FILIÈRE
Lait de consommation : une hausse des prix exigée

Renégociations avec les distributeurs difficiles, retour à la normale de la consommation et baisse de la collecte, les fabricants de lait de consommation liquide font le point sur les perspectives pour 2022.

Lait de consommation :  une hausse des prix exigée
Les coûts de production des laiteries flambent et devraient augmenter de 15 à 20 % en 2022, estime Syndilait.

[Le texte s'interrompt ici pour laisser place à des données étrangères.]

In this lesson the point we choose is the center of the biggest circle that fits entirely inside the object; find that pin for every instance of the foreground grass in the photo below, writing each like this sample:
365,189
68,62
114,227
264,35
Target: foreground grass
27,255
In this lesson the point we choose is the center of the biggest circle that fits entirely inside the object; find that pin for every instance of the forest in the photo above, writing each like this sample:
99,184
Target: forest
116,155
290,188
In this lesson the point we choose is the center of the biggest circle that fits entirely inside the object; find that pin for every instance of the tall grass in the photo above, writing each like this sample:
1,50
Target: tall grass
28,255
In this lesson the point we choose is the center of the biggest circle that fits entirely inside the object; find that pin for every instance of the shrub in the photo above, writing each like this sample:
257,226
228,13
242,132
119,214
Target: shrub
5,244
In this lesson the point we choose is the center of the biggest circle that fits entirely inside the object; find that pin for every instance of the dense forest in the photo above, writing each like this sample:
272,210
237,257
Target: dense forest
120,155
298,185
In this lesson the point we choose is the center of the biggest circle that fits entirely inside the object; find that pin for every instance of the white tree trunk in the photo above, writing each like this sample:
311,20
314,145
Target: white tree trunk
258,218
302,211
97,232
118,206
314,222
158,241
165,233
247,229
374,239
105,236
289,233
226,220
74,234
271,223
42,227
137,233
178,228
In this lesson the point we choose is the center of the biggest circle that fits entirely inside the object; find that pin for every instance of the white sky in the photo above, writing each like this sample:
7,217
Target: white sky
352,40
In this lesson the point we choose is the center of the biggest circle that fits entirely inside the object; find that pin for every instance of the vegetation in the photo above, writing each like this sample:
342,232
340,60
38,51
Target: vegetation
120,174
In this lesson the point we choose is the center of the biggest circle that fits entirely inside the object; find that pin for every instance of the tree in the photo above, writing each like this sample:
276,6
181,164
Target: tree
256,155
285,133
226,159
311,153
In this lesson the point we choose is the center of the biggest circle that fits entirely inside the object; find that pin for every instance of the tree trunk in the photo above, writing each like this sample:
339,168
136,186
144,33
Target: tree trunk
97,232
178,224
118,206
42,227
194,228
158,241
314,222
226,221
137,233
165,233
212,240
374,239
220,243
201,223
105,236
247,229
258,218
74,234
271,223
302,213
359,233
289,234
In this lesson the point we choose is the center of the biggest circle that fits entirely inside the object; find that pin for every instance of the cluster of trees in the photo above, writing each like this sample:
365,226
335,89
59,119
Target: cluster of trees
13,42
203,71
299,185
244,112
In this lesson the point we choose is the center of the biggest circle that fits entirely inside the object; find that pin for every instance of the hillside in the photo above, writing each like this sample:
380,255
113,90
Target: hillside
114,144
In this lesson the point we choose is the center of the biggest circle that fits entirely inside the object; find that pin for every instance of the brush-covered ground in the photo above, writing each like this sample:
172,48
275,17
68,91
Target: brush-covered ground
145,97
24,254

Alors que les industriels renégocient leurs tarifs avec la grande distribution dans le cadre des renégociations commerciales, Éric Forin, président de Syndilait, appelle à « crever le plafond de verre d’un euro le litre » sur le prix de vente des bouteilles et des briques de lait en magasin. Matière première agricole, énergie, emballages… les coûts de production des laiteries flambent et devraient augmenter de 15 à 20 % en 2022, estime l’organisation spécialisée qui regroupe la majorité des fabricants de lait de consommation liquide. Une inflation que les industriels du lait ne parviennent pas à répercuter sur leur prix en sortie d’usine. « Nous sommes face à des clients très agressifs sur les prix », a déploré Emmanuel Vasseneix, PDG de la laiterie LSDH, le 10 mai lors d’une conférence de presse. Selon lui, les hausses demandées par l’industrie ne sont pas « à négocier », mais « nécessaires » pour ne pas mettre en péril toute la filière. « Il va y avoir des réveils extrêmement difficiles », prévient-il.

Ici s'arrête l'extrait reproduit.